How to reproduce: - start SSSD with option 'cache_credentials = True', make sure the configured server for authentication is available (it does not matter which type of authentication) - authenticate a user to make sure that credentials are cached - switch off authentication server - authenticate the user again, this might take a few seconds because SSSD has to detect that the server is offline - the next authentications are fast because they are done offline - after a minute SSSD will try to go online again, if the server is still not available authentication will need a couple of seconds With the patch applied the only delay should be seen at the point where SSSD had to detect that the server is offline. While offline no delays should be seen, even when offline timeout (1 minute) is passed and SSSD tries to go online again.
master: 45eb92f4564c76d04535b5c8e85e769db3ea93a3 b39098de5bbb7513d5509fb30a3096a3bd9d43f2 ab0ab5a30379b84d6e05e1f2dc457bd1dd97401f
Pushed to sssd-1-11: f65efdab6cb62f80a9cfa30303d4c550047bc97e e552a21a8588a63c26791ad11281692527feebd1 e9ca61c12da6f16ce6269bf104ddf5b4c7c5760b
There is a change in behaviour due to the fix. This should be documented. Pasting Michal's reply to the discussion on sssd taking 96s for the first time on transitioning from offline to online. <snip> default base timeout is 60 seconds, longest random offset is 30 seconds.... so after max 90 seconds sssd will check if the server is available... this check may take up to 6 seconds (most likely it will be less than a second, but to be sure I am taking the longest possible interval)... so totaly 96 potential seconds of sssd being offline </snip>
Upstream ticket: https://fedorahosted.org/sssd/ticket/2401
(In reply to Kaushik Banerjee from comment #6) > There is a change in behaviour due to the fix. This should be documented. Hi, I realized yesterday during patch review of the man patch addition that in RHEL-6.6 we don't have the offline_timeout option at all yet, so there's no option to amend. Do you still think we should document the difference somewhere even though in 6.6 the offline timeout is not documented? Or is it OK to move the documentation addendum to 7.1 since the offline timeout is pretty much opaque in RHEL-6.

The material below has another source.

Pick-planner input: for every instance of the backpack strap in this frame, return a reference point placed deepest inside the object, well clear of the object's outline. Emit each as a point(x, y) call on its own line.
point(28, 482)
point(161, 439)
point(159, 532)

(In reply to Jakub Hrozek from comment #8) > Hi, I realized yesterday during patch review of the man patch addition that > in RHEL-6.6 we don't have the offline_timeout option at all yet, so there's > no option to amend. Do you still think we should document the difference > somewhere even though in 6.6 the offline timeout is not documented? I would like to have this documented in the manpage. Looking at the upstream patch for offline_timeout man page text, can we include the similar text(minus mentioning the offline_timeout option) somewhere? That would of course mean a separate patch for 1.11 If this is not possible, lets just release note this behaviour for 6.6.
Michal, can you prepare a similar patch for 6.6, maybe in the "NOTES" section or somewhere where we describe failover?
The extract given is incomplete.